Septembre 44 : Le général Pechkoff est nommé délégué du Comité français de libération nationale en Chine à Chungking. Diplomate, il représente alors la tendance gaulliste car, à cette époque, une autre délégation giraudiste est également présente dans la capitale chinoise. Ses attributions seront fixées par une instruction le 12 novembre (Bodinier, 1987, p. 19).

En France, les Indochinois émigrés constituent une « délégation des Indochinois en France » constituée pour la plupart d’intellectuels (voir 15 – 17 décembre) (Isoart, 1982, p. 50).


4 septembre 44 : Le général Mordant, chef de la résistance en Indochine, devient officiellement délégué général pour la libération de l’Indochine. Toutefois, atteint par la limite d’âge depuis le 23 juillet, c’est le général Aymé qui mettra en œuvre ses préconisations. Le plan prévoit de porter l’effort principal sur la Tonkin dans un engagement militaire classique. Le recours à la guérilla n’est envisagé qu’en dernier recours. Or le général Blaizot, délégué militaire du Comité d’action pour l’Indochine, ne partage pas cette conception et le fera savoir (voir 22 novembre) (Turpin, 2005, p. 52)

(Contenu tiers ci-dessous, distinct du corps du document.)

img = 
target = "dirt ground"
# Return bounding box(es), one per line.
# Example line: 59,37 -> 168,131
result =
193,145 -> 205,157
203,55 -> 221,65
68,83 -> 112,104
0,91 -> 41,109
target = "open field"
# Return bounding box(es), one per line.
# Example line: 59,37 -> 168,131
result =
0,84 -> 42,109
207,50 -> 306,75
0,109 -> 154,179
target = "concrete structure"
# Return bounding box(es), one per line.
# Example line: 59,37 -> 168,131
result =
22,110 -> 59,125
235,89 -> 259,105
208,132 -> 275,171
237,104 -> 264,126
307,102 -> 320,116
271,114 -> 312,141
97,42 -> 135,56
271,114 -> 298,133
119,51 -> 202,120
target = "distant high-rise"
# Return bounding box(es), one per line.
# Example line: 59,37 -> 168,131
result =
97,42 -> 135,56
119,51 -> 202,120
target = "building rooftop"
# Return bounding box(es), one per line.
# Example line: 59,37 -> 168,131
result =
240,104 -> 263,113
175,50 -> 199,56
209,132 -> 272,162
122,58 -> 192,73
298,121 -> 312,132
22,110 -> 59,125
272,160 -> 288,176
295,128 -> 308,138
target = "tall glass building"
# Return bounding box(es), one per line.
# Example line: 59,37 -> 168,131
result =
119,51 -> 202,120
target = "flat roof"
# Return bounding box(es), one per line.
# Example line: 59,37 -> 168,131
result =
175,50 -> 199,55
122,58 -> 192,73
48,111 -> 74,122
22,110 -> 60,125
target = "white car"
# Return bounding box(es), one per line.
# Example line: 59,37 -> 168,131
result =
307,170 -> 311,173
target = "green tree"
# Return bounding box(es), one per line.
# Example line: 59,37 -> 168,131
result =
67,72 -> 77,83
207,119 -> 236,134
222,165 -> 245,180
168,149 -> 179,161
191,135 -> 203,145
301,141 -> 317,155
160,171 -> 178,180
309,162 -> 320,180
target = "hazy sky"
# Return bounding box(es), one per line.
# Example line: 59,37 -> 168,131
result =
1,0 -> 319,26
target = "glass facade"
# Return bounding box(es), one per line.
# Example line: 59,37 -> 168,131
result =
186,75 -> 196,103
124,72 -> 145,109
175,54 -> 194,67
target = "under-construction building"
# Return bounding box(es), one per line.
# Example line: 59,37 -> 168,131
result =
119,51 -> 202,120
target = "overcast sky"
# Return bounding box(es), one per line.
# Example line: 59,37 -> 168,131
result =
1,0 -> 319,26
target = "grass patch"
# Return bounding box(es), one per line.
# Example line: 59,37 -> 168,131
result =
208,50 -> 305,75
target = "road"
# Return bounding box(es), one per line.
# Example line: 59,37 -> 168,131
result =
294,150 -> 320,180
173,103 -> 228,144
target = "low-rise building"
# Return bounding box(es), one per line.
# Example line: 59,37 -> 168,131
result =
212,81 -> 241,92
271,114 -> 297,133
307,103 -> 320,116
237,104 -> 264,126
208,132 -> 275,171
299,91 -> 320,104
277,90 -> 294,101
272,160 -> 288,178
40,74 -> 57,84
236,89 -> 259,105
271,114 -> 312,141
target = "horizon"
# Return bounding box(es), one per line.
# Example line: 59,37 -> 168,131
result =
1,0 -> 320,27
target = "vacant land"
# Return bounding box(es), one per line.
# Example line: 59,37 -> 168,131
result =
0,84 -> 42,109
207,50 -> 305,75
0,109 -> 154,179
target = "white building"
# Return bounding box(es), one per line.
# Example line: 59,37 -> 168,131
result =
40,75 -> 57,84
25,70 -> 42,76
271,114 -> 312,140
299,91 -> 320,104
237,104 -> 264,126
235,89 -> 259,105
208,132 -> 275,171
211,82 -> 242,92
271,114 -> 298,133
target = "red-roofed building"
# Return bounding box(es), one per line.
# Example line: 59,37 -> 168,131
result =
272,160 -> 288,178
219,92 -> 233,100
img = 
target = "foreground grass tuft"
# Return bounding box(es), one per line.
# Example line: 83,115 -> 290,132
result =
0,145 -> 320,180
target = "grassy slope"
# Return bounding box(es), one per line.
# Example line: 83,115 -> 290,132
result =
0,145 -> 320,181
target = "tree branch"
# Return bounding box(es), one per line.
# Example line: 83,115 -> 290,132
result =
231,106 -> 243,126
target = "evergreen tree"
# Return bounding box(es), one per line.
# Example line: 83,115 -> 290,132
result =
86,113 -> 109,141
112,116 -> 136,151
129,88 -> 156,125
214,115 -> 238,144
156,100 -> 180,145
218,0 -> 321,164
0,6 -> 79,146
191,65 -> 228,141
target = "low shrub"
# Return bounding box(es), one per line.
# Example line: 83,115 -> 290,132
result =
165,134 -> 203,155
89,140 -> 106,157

5 septembre 44 : La libération de l’Indochine devient une priorité gouvernementale lors de la première séance du Comité d’action pour l’Indochine : « Le général Blaizot [délégué militaire du Comité d’action pour l’Indochine], approuvé par le commandant De Langlade, souligne avec beaucoup d’insistance la rapidité des événements et l’urgence extrême qui existe maintenant à prendre les décisions indispensables, sous peine de nous condamner à l’échec total et même au ridicule. Le général Testard explique qu’il est indispensable de convaincre certaines personnalités que la question d’Indochine  n’est plus maintenant à ranger dans la deuxième urgence, mais dans la première. Il propose que le général Blaizot se rende à Paris auprès de M. Pleven [commissaire aux Colonies] et du général De Gaulle. » (cité in Turpin, 2005, p. 49) Jusqu’alors, De Gaulle ne s’occupait qu’épisodiquement des affaires indochinoises.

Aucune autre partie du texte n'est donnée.